On 04/25/14 02:37, Ted Unangst wrote:
On Thu, Apr 24, 2014 at 22:17, Alexander Hall wrote:
On 04/23/14 23:01, Ted Unangst wrote:
CVSROOT: /cvs
Module name: src
Changes by: [email protected] 2014/04/23 15:01:15
Modified files:
lib/libssl/src/ssl: kssl.c
Log message:
null pointers after free to prevent double frees and worse. also fix a
Looking at the code, this looks like an effort in being proactive:
free(*princ);
*princ = NULL;
... nothing about 'princ'...
if ((*princ = calloc(1, length)) == NULL)
return KSSL_CTX_ERR;
However, would that not rather risk hiding potential use-after-free's by
not exposing a second free() later on?
Now if you try to use it, you will get an immediate crash. I
Ah, indeed. I was too focused on the free() and my mind was still set on
that the pointer still addressed the already free'd memory. D'oh.

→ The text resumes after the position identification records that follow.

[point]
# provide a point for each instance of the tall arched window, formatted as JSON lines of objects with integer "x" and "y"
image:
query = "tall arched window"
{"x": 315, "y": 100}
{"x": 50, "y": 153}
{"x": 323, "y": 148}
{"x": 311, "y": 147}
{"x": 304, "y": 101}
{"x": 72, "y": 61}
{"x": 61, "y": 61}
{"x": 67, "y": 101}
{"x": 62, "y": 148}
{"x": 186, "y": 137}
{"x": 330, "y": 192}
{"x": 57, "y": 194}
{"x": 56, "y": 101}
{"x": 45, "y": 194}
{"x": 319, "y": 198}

think free then NULL is the best idiom to use anywhere it's not obvious
what the pointer's lifetime will be. In some cases, this is
unnecessary, but it's not burdensome in my opinion. I'm not going
crazy and adding null after every free, just the ones that look
suspicious.
Indeed. I withdraw my comments. :-)
/Alexander
(This one looked a lot more suspicious than it really was because of
the use of '\0' for null. It was in effect already doing what I
changed it to, just in an obfuscated manner.)